This is why I have such a distaste for college and the teachers (for the most part) that work in these universities. I can\'t tell how many classes I have had that were so obviously slanted to one side of the political spectrum.
This professor doesn\'t deserve death threats but a good reason to find another line of work.
Here is a small part of an article that involves Columbia.
Teach-In, Turn On, Walk Out
The ins and outs of the antiwar movement.
By Matthew Continetti
In the spring of 1968, antiwar activists protesting American military action in Indochina besieged Columbia University\'s historic Low Library, the massive, Romanesque space designed by McKim, Mead, and White which houses the offices of university administrators. Thirty-five years later, Low Library still contains the offices of university administrators. But today, antiwar activists are welcomed inside.
Such was the case on Wednesday night, when hundreds of Columbia students braved long lines and rain for a chance to witness a faculty-led "teach-in" on the Iraq crisis. I was one of them. And judging from the monolithically antiwar attitude of the speakers — and the uproarious applause that greeted criticism of the war and of the Bush administration — I was a pro-war minority of one.
The teach-in, organized by the Columbia Anti-War Coalition in conjunction with leading faculty members (among them historians Eric Foner and Alan Brinkley and law professor Patricia Williams), included over 20 presentations from faculty members on topics including international law, humanitarian aid, and the reconstruction of Iraq.
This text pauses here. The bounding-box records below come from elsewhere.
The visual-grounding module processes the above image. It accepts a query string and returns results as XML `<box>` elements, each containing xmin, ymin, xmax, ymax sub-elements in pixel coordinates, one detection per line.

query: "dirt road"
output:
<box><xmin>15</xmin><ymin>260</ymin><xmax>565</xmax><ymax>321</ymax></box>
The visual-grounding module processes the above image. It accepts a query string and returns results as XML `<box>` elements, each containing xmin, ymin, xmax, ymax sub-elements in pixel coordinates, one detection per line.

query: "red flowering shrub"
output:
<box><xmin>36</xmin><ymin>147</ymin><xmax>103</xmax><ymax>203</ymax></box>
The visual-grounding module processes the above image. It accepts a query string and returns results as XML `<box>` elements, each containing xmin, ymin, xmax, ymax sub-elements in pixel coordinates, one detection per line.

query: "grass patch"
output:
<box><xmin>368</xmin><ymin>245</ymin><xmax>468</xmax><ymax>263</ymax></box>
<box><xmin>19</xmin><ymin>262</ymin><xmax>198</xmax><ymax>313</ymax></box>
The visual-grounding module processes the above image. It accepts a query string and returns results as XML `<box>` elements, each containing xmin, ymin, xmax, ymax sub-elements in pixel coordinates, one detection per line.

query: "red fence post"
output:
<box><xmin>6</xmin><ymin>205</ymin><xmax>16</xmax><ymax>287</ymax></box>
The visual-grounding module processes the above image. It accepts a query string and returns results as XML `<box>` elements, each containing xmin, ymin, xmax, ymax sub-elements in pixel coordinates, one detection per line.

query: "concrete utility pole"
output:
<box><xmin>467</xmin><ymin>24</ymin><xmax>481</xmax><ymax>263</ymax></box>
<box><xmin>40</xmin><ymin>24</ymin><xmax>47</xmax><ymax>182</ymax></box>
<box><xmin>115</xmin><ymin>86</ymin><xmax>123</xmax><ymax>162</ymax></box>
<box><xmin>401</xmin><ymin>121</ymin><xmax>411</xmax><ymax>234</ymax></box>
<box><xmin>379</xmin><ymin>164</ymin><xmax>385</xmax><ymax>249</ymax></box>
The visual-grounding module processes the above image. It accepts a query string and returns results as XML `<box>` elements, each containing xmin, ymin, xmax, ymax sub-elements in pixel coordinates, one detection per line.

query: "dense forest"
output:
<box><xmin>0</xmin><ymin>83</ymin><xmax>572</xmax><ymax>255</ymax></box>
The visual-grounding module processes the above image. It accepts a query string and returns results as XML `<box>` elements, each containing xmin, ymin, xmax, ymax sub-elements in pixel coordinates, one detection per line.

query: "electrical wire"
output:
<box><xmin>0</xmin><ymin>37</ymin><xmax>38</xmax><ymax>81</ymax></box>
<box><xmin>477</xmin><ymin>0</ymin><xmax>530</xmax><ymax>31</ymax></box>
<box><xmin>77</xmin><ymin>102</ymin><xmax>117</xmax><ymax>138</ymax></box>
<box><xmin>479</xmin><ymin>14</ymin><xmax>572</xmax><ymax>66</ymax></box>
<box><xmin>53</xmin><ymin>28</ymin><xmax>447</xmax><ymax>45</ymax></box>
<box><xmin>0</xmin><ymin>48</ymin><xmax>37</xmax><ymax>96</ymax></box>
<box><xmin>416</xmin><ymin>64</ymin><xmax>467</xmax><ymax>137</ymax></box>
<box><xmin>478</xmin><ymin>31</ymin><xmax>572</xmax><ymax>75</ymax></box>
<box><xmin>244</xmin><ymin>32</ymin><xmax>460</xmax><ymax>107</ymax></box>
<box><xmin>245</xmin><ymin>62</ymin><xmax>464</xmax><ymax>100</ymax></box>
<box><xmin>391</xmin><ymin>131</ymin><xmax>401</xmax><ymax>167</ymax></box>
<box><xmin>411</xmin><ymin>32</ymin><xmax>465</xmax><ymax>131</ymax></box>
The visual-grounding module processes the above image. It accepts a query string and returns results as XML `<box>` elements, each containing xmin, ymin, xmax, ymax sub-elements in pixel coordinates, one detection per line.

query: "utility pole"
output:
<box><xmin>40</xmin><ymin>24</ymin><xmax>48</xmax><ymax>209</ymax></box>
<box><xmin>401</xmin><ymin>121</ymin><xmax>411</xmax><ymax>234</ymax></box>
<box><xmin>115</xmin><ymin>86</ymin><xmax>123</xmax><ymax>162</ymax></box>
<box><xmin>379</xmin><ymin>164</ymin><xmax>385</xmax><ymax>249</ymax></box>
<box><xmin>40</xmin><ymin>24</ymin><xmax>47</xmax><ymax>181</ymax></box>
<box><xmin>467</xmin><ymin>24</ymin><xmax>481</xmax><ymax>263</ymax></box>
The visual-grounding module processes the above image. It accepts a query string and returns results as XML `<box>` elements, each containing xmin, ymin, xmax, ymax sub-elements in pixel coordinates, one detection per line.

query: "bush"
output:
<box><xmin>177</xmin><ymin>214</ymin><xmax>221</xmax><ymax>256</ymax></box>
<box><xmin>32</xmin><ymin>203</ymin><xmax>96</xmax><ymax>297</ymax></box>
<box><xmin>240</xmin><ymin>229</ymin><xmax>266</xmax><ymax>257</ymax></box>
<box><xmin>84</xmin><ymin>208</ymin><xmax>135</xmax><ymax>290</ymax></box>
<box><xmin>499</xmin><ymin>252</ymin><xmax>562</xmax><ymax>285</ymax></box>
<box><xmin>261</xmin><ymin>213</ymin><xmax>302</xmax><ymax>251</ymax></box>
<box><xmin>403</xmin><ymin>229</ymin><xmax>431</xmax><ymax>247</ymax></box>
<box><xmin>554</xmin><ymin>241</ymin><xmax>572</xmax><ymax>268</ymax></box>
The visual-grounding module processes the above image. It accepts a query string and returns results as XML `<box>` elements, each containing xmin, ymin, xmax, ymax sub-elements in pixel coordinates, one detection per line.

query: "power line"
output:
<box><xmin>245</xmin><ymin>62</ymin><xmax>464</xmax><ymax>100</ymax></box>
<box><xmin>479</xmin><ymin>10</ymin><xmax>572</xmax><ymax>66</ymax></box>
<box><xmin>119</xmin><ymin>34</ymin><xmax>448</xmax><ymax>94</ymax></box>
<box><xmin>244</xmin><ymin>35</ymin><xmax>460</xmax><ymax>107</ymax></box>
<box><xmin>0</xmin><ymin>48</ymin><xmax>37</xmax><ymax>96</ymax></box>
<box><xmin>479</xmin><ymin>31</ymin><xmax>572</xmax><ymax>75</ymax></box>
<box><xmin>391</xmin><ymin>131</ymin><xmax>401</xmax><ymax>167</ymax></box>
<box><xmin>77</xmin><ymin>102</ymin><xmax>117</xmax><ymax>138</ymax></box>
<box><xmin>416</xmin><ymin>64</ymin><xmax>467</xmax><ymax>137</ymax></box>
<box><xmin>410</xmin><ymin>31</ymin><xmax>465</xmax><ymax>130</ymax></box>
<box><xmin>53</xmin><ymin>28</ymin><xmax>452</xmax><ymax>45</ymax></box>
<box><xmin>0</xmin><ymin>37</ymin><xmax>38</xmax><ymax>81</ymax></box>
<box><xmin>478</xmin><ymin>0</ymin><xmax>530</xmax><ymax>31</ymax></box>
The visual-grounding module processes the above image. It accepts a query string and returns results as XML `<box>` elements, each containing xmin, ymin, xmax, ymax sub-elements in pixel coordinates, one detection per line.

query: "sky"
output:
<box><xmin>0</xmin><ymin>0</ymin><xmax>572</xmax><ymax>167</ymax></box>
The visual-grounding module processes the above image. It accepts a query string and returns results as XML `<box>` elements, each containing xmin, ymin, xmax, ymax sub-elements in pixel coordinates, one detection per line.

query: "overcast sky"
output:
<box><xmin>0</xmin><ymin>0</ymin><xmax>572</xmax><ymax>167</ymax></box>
While some presentations — notably those of political scientist Gary Sick and historian Charles Armstrong — took a dispassionate, scholarly attitude toward the events in the Middle East and elsewhere, most of the lecturers simply argued that George W. Bush, not Saddam Hussein, poses the greatest threat to world peace and security.
Moreover, "teach-in" is something of a misnomer. In fact, the panelists were not really teaching, if teaching means "to impart knowledge or a skill." Instead, the cavernous rotunda of Low Library was in effect made into an echo chamber for anti-Bush boilerplate.
It became clear over the course of the six-hour teach-in that antiwar activists and intellectuals care little, if at all, about Iraq. There were few direct references to Saddam Hussein. What the antiwar professors do care about is the Bush administration. "A coup d\'etat brought us to this path," said Todd Gitlin, professor of journalism and author of Letters to a Young Activist. "Our most cogent obligation is to assure that George W. Bush is not in office in 2005."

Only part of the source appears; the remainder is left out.